Reciprocidad

Después de ver en otras ocasiones como se aprovechan de nosotros gracias a diferentes trucos comerciales (caso 1, caso 2), hoy comentaré en que se basa el principio de reciprocidad, otro de los trucos con los que intentan aprovecharse de nosotros.

El principio de reciprocidad fue explicado por Robert Cialdini en su libro Influencia, por lo que usaremos un ejemplo que él expone y con el que quedará claro como funciona.

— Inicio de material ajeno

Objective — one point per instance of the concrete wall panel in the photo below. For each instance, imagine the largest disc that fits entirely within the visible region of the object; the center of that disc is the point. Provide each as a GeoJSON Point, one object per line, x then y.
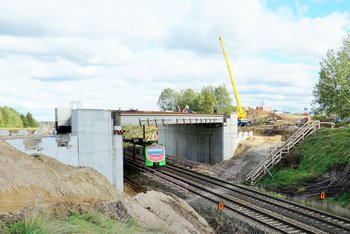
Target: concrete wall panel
{"type": "Point", "coordinates": [205, 143]}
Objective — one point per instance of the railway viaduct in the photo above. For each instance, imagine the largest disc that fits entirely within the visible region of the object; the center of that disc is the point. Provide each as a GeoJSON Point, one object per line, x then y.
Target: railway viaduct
{"type": "Point", "coordinates": [95, 137]}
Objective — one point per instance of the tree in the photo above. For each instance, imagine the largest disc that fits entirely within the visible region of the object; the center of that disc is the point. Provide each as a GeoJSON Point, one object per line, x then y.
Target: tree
{"type": "Point", "coordinates": [168, 99]}
{"type": "Point", "coordinates": [188, 97]}
{"type": "Point", "coordinates": [9, 117]}
{"type": "Point", "coordinates": [31, 121]}
{"type": "Point", "coordinates": [332, 92]}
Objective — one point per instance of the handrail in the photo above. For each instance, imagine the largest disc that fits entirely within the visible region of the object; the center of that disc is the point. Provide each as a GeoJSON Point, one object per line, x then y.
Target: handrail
{"type": "Point", "coordinates": [276, 155]}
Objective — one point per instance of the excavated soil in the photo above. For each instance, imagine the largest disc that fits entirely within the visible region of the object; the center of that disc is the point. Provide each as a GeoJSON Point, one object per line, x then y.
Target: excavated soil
{"type": "Point", "coordinates": [247, 156]}
{"type": "Point", "coordinates": [40, 184]}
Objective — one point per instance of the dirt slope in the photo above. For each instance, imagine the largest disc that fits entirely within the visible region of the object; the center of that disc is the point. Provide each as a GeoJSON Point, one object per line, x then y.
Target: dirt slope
{"type": "Point", "coordinates": [27, 180]}
{"type": "Point", "coordinates": [248, 155]}
{"type": "Point", "coordinates": [30, 184]}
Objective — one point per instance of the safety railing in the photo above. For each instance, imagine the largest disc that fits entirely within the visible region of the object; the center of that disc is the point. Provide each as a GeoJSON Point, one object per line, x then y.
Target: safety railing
{"type": "Point", "coordinates": [276, 155]}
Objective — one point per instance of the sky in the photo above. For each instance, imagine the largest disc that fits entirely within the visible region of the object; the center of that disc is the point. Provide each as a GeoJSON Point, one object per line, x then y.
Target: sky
{"type": "Point", "coordinates": [115, 54]}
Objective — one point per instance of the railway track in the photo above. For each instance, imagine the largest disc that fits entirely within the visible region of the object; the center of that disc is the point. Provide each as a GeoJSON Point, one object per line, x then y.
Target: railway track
{"type": "Point", "coordinates": [276, 222]}
{"type": "Point", "coordinates": [311, 219]}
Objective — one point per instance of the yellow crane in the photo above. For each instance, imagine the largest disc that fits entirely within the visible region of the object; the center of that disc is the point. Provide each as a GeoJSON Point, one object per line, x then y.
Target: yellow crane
{"type": "Point", "coordinates": [240, 112]}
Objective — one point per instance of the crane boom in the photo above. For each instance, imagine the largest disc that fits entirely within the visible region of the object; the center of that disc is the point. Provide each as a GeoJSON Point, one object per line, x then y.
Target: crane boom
{"type": "Point", "coordinates": [240, 112]}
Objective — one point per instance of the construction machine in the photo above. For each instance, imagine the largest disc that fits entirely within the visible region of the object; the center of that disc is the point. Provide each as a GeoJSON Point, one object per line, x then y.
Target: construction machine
{"type": "Point", "coordinates": [241, 114]}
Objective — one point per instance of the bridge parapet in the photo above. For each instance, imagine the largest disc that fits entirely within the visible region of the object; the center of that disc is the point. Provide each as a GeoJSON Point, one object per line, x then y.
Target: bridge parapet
{"type": "Point", "coordinates": [165, 118]}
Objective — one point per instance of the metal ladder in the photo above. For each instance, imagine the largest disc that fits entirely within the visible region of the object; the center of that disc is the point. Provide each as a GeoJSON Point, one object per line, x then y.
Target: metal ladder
{"type": "Point", "coordinates": [276, 155]}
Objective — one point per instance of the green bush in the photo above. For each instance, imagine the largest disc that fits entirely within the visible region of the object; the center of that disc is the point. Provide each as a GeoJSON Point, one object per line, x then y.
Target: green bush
{"type": "Point", "coordinates": [10, 118]}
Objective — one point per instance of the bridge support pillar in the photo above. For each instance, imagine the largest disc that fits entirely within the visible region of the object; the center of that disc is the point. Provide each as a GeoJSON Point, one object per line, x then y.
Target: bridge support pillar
{"type": "Point", "coordinates": [206, 143]}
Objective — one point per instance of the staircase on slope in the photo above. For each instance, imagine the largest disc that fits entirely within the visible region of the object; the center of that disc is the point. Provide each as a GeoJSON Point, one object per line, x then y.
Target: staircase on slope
{"type": "Point", "coordinates": [275, 156]}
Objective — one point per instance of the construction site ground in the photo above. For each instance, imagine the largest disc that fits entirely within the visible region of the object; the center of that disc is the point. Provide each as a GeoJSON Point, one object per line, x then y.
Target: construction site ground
{"type": "Point", "coordinates": [40, 184]}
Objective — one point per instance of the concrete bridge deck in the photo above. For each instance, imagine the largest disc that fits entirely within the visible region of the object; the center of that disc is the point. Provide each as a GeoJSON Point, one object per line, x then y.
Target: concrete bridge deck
{"type": "Point", "coordinates": [123, 118]}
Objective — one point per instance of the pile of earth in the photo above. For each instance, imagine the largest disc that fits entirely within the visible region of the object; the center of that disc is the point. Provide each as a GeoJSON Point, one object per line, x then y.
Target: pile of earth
{"type": "Point", "coordinates": [248, 155]}
{"type": "Point", "coordinates": [36, 183]}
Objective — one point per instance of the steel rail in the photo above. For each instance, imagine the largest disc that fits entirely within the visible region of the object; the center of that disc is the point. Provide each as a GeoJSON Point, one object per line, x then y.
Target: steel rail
{"type": "Point", "coordinates": [256, 215]}
{"type": "Point", "coordinates": [327, 221]}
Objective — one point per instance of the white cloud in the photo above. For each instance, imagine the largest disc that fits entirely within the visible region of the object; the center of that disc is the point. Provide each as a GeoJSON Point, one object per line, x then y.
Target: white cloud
{"type": "Point", "coordinates": [113, 54]}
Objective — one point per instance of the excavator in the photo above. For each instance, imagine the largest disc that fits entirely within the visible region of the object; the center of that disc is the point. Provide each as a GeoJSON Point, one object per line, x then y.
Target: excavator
{"type": "Point", "coordinates": [241, 114]}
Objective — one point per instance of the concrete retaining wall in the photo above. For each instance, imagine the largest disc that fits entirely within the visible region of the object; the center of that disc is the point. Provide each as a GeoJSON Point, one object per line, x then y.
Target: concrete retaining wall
{"type": "Point", "coordinates": [94, 129]}
{"type": "Point", "coordinates": [204, 144]}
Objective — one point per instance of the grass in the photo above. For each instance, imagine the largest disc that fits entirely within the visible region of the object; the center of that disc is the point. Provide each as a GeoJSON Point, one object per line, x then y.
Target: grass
{"type": "Point", "coordinates": [316, 154]}
{"type": "Point", "coordinates": [88, 223]}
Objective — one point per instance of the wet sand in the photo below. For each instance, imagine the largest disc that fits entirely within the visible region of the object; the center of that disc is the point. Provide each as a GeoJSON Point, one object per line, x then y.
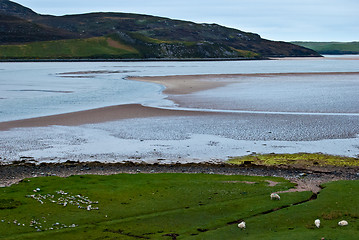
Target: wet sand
{"type": "Point", "coordinates": [98, 115]}
{"type": "Point", "coordinates": [174, 85]}
{"type": "Point", "coordinates": [185, 84]}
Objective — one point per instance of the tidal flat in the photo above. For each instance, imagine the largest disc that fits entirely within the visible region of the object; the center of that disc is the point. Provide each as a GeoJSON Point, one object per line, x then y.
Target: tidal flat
{"type": "Point", "coordinates": [169, 112]}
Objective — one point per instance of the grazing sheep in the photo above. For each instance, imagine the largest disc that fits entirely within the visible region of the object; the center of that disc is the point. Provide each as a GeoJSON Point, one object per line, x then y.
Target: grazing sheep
{"type": "Point", "coordinates": [343, 223]}
{"type": "Point", "coordinates": [274, 196]}
{"type": "Point", "coordinates": [242, 225]}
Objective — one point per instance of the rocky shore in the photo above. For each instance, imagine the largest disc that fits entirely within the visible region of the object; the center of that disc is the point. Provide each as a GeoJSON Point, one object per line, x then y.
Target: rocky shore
{"type": "Point", "coordinates": [307, 179]}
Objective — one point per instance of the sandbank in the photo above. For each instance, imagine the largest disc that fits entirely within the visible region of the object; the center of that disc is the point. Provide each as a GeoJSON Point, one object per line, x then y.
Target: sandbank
{"type": "Point", "coordinates": [98, 115]}
{"type": "Point", "coordinates": [186, 84]}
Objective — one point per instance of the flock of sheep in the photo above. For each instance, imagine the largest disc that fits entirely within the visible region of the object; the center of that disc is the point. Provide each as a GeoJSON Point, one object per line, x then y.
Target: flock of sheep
{"type": "Point", "coordinates": [275, 196]}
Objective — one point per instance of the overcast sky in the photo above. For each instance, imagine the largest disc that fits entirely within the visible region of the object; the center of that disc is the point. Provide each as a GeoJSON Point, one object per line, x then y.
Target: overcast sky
{"type": "Point", "coordinates": [287, 20]}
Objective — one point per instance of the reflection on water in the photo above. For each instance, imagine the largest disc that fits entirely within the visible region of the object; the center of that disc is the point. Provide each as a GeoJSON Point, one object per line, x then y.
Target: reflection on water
{"type": "Point", "coordinates": [109, 87]}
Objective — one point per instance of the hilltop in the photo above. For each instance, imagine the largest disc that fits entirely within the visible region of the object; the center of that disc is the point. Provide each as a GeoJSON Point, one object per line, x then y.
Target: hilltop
{"type": "Point", "coordinates": [27, 34]}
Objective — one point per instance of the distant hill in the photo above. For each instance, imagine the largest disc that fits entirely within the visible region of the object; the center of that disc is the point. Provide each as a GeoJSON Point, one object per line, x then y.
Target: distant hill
{"type": "Point", "coordinates": [331, 47]}
{"type": "Point", "coordinates": [146, 36]}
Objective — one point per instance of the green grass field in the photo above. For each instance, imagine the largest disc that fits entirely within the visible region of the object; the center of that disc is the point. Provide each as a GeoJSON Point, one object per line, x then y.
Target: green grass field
{"type": "Point", "coordinates": [99, 47]}
{"type": "Point", "coordinates": [297, 159]}
{"type": "Point", "coordinates": [331, 47]}
{"type": "Point", "coordinates": [174, 206]}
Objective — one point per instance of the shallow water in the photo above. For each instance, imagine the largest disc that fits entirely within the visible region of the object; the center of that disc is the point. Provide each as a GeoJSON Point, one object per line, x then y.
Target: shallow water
{"type": "Point", "coordinates": [314, 113]}
{"type": "Point", "coordinates": [39, 89]}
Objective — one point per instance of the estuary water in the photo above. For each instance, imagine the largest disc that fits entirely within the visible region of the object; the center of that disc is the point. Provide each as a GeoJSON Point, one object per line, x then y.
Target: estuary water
{"type": "Point", "coordinates": [264, 114]}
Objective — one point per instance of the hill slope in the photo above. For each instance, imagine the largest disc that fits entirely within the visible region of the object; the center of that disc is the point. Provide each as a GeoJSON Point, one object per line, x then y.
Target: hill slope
{"type": "Point", "coordinates": [332, 47]}
{"type": "Point", "coordinates": [152, 37]}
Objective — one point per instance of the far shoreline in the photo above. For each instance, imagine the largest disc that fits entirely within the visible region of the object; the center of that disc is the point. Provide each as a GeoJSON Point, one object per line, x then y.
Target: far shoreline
{"type": "Point", "coordinates": [161, 59]}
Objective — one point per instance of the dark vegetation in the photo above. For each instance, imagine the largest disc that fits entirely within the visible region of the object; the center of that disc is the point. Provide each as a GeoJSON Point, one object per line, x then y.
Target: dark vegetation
{"type": "Point", "coordinates": [332, 47]}
{"type": "Point", "coordinates": [151, 37]}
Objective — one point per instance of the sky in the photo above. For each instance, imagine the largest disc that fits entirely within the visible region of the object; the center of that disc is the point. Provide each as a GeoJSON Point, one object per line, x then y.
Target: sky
{"type": "Point", "coordinates": [282, 20]}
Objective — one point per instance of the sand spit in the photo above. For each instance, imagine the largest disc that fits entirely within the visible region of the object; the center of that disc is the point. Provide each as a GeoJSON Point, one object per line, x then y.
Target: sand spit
{"type": "Point", "coordinates": [98, 115]}
{"type": "Point", "coordinates": [186, 84]}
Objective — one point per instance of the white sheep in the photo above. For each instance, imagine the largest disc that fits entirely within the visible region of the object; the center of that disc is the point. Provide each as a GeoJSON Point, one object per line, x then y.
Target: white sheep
{"type": "Point", "coordinates": [242, 225]}
{"type": "Point", "coordinates": [343, 223]}
{"type": "Point", "coordinates": [274, 196]}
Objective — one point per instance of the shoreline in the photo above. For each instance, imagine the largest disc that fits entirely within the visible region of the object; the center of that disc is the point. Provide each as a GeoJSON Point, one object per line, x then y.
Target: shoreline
{"type": "Point", "coordinates": [306, 179]}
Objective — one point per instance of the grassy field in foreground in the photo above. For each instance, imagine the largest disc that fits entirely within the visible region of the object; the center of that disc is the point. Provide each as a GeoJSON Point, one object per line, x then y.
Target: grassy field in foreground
{"type": "Point", "coordinates": [98, 47]}
{"type": "Point", "coordinates": [297, 159]}
{"type": "Point", "coordinates": [174, 206]}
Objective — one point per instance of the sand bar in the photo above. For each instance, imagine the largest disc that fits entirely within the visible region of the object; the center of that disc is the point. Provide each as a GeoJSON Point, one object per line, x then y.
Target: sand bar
{"type": "Point", "coordinates": [186, 84]}
{"type": "Point", "coordinates": [98, 115]}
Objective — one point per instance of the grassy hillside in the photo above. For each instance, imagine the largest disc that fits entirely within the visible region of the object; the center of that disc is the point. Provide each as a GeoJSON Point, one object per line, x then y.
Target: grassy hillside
{"type": "Point", "coordinates": [153, 37]}
{"type": "Point", "coordinates": [332, 47]}
{"type": "Point", "coordinates": [98, 47]}
{"type": "Point", "coordinates": [120, 47]}
{"type": "Point", "coordinates": [173, 206]}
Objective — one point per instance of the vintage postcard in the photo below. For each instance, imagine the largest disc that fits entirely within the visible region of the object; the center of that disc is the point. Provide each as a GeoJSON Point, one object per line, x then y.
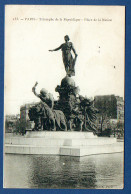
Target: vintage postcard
{"type": "Point", "coordinates": [64, 97]}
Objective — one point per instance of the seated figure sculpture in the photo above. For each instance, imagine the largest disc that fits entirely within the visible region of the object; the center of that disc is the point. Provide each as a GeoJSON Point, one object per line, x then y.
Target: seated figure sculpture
{"type": "Point", "coordinates": [44, 116]}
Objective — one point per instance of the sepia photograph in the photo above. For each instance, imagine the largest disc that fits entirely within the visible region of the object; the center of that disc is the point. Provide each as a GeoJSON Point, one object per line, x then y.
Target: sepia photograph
{"type": "Point", "coordinates": [64, 75]}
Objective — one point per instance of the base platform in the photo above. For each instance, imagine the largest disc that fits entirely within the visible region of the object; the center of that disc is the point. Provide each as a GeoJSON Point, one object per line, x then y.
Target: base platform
{"type": "Point", "coordinates": [61, 143]}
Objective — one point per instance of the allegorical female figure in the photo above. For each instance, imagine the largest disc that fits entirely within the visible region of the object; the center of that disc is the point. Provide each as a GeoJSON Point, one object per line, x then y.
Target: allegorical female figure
{"type": "Point", "coordinates": [68, 60]}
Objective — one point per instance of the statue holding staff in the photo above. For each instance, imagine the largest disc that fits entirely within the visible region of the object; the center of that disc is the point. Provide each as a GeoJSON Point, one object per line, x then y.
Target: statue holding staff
{"type": "Point", "coordinates": [68, 60]}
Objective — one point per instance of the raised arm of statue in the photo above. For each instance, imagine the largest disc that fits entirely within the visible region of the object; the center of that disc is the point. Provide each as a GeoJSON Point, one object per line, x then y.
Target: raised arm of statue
{"type": "Point", "coordinates": [34, 90]}
{"type": "Point", "coordinates": [74, 50]}
{"type": "Point", "coordinates": [56, 48]}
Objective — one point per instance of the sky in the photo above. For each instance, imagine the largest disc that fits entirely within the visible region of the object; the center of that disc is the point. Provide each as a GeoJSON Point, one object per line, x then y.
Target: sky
{"type": "Point", "coordinates": [97, 33]}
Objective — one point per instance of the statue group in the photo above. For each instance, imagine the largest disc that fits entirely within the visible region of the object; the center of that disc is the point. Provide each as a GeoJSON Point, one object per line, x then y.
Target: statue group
{"type": "Point", "coordinates": [71, 111]}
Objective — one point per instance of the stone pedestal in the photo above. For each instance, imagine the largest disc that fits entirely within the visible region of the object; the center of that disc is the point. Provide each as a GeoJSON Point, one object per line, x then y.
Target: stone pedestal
{"type": "Point", "coordinates": [61, 143]}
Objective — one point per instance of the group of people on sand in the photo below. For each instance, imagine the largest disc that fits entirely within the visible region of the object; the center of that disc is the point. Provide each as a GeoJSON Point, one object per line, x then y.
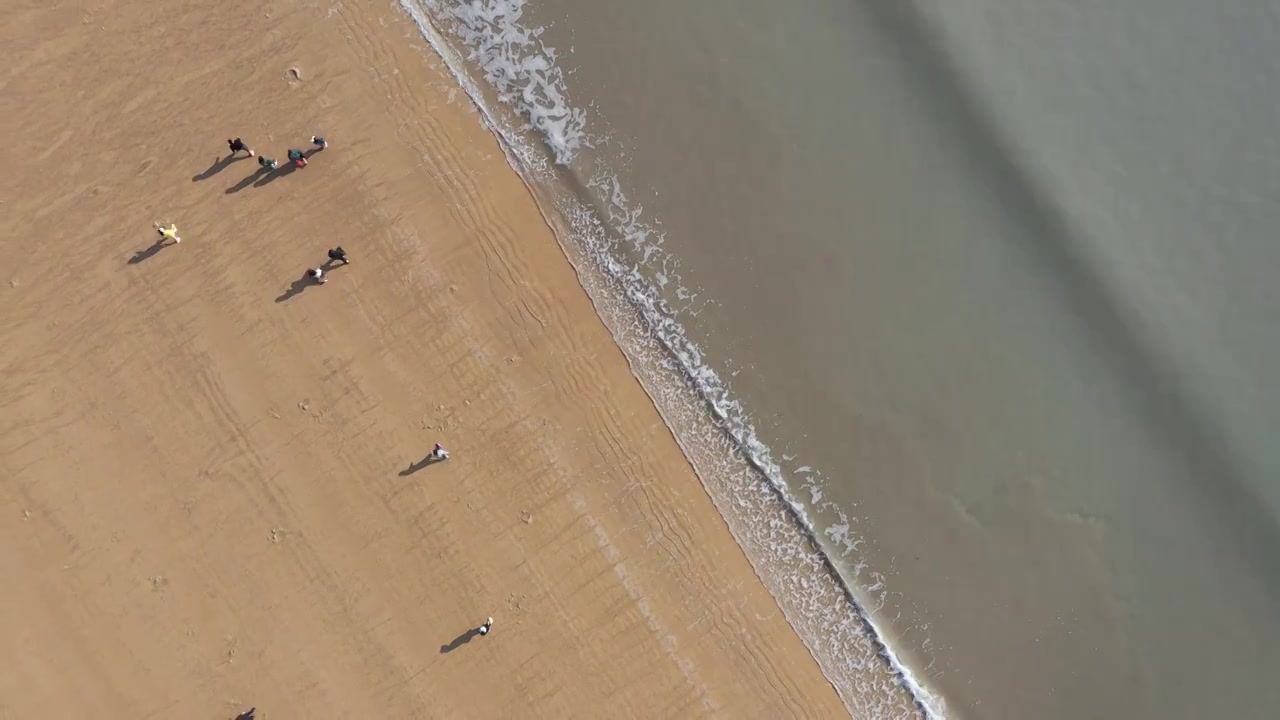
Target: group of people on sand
{"type": "Point", "coordinates": [295, 155]}
{"type": "Point", "coordinates": [169, 232]}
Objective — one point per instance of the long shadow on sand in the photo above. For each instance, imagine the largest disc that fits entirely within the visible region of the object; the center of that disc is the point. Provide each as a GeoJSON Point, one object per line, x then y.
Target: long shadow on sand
{"type": "Point", "coordinates": [277, 174]}
{"type": "Point", "coordinates": [460, 641]}
{"type": "Point", "coordinates": [297, 287]}
{"type": "Point", "coordinates": [142, 255]}
{"type": "Point", "coordinates": [246, 182]}
{"type": "Point", "coordinates": [219, 165]}
{"type": "Point", "coordinates": [420, 464]}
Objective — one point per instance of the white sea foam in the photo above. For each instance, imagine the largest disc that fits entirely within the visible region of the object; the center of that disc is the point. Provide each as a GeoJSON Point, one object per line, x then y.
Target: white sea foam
{"type": "Point", "coordinates": [737, 469]}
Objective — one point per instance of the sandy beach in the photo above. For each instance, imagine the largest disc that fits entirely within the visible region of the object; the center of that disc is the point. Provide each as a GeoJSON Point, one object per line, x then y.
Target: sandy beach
{"type": "Point", "coordinates": [211, 487]}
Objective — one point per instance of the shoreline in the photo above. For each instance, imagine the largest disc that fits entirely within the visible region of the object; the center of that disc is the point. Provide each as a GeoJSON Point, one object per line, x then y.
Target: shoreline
{"type": "Point", "coordinates": [864, 669]}
{"type": "Point", "coordinates": [208, 482]}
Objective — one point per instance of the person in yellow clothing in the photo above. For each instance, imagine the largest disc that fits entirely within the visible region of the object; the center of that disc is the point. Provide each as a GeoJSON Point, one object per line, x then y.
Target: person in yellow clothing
{"type": "Point", "coordinates": [168, 232]}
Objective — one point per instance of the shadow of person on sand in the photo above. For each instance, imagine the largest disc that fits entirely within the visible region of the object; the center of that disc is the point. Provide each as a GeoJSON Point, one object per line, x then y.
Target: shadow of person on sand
{"type": "Point", "coordinates": [461, 641]}
{"type": "Point", "coordinates": [420, 464]}
{"type": "Point", "coordinates": [297, 287]}
{"type": "Point", "coordinates": [247, 181]}
{"type": "Point", "coordinates": [219, 165]}
{"type": "Point", "coordinates": [275, 174]}
{"type": "Point", "coordinates": [142, 255]}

La sociedad Hare Krishna es una secta religiosa oriental enraizada desde hace siglos en la ciudad india de Calcuta. Su espectacular entrada en la historia moderna ocurrió en la década de 1970, debido a su notable crecimiento no solo en cuanto a seguidores, sino también en riquezas y propiedades. Este crecimiento económico tenía su base en una diversidad de actividades, de las cuales la principal y más evidente era la petición de donativos a los transeúntes en lugares públicos. Para cualquiera que lo hubiera presenciado, es inolvidable la forma en que solicitaban donaciones cuando comenzaron su andadura como grupo en Estados unidos.

Los grupos de devotos de Krishna (que solían llevar las cabezas rapadas, las piernas vendadas con telas, túnicas demasiado amplias y se adornaban con abalorios y campanillas) recorrían las calles de la ciudad cantando y balanceándose al unísono mientras pedían limosna.

Aunque era muy efectiva como técnica para llamar la atención, esta práctica no funcionaba especialmente bien a la hora de recaudar fondos. El estadounidense medio consideraba que los Hare Krishna eran extraños, por no decir otra cosa, y era reacio a apoyarlos económicamente. En seguida el grupo se dio cuenta de que tenía un serio problema de relaciones públicas. Si se hubiera tratado de una organización comercial ordinaria, la solución habría sido fácil: habría bastado con cambiar aquello que no le gustaba a la gente. Pero Hare Krishna es una organización religiosa, así que su apariencia y su vestimenta están relacionados con factores religiosos y estos suelen ser resistentes a los cambios por razones mundanas, por lo que los dirigentes de Hare Krishna se encontraban ante un verdadero dilema. ¿Qué debía hacer la secta?

La revolución de los Hare Krishna fue brillante. Adoptaron una táctica que no requería que los donantes tuvieran sentimientos positivos hacia ellos para recaudar fondos. Empezaron a emplear un procedimiento de petición de donaciones basado en la regla de la reciprocidad. La nueva estrategia aún suponía la solicitud de contribuciones en lugares públicos con gran tráfico de viandantes, pero, antes de pedir una donación, daban un “regalo” a la gente: un libro o una revista editada por ellos o una flor. Al inocente transeúnte que se encontraba de repente con una flor e la mano o en la pechera, no se le permitía que la devolviera por más que insistiera. “No, es un regalo para usted”, decían, y se negaban a recogerla. Entonces, cuando el miembro de Hare Krishna había logrado que la regla de la reciprocidad entrara en juego, se le pedía al transeúnte que hiciera una contribución. Esta estrategia basada en que el solicitante toma la apariencia de un benefactor fue muy exitosa para la sociedad Hare Krishna y les reportó grandes beneficios económicos.

Algo tan simple como una flor que te regala alguien por la calle puede implicar que la regla de la reciprocidad entra en juego, haciendo que nos veamos “obligados” a devolver el favor, por lo que hay que ir con mucho cuidado ante la gente que intenta aprovecharse de esto en su favor.

El Capítulo del libro de Cialdini referente al principio de reciprocidad está lleno de ejemplos en los que puede verse como la gente se aprovecha de nosotros y puede servir para abrirnos los ojos. Desde que lo leí, siempre que alguien me ofrece algo que no quiero y no he pedido lo rechazo, y si lo acepto por insistencia no dejo que eso me obligue a devolver el favor.